After sea hunt
Linda Sherwood | sacramento, CA | 09/25/2010
(5 out of 5 stars)
"When I found this but hadn't heard of it and I read the details-----it sounded good----it was, real good--suspenseful!!! So far I haven't seen anything Lloyd Bridges did that wasn't good. When I was in Jr. High, I lived in an ordinary everyday neighborhood. Lloyd Bridges was doing Sea Hunt then & lived two blocks away. When my two girl friends and I walked to our park we went by his house. If he was outside doing some work or playing basketball with Jeff and/or Beau he always said HI to us & said we should have a good day or going to the park girls? I've always remembered how down to earth he was---not how some stars (?) are today. This isn't a Airplane movie, a Hot Shots one but a who dunit----I now know WHO DUNIT----will you know WHO DUNIT???? He is strong in this & his acting reminds me of how he was in High Noon---strong, forceful. So, if you like Lloyd Bridges then I think you'd enjoy this."

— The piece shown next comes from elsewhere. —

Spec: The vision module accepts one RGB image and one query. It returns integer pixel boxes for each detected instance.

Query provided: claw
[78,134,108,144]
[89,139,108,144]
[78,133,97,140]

ONE SHOULD ENDEAVOUR TO MISS THIS ONE.
rsoonsa | Lake Isabella, California | 01/03/2006
(1 out of 5 stars)
"A critically important component of virtually all successful cinema is suspense, a perception of uncertainty within the viewer as to what may ensue from the events occurring upon the screen, whichever genre, present even when we know an outcome (APOLLO 13) if the work is done well; all of which is meant to point to a total absence of suspense in this weakly directed feature, that dully plods from scene to scene until its flat ending. Lloyd Bridges, cast as police sergeant Ed Stagg, has discovered that the husband (Frank Converse) of his daughter Tina (Sallie Shockley) is dallying with a local chippy and during Stagg's attempts to end the adultery, he accidentally commits a murder, upon which he forges a plan to place responsibility for the crime upon a local inebriate, tangentially providing a question of the title: was Scott's "What a tangled web we weave..." (Marmion) the intended source, inaptly transposed into "tattered"? (an amendment that would be of a piece within this poorly crafted affair). The film is steeped in cliche, hampered by a witless score, and the acting from the three mentioned leads is often embarrassingly bad, notably in the case of Bridges, which might be attributed to the hackneyed script if it were not that Anne Helm as the doxy and Murray Hamilton as Stagg's partner manage to make something of their material, while Broderick Crawford rises above his during his few scenes.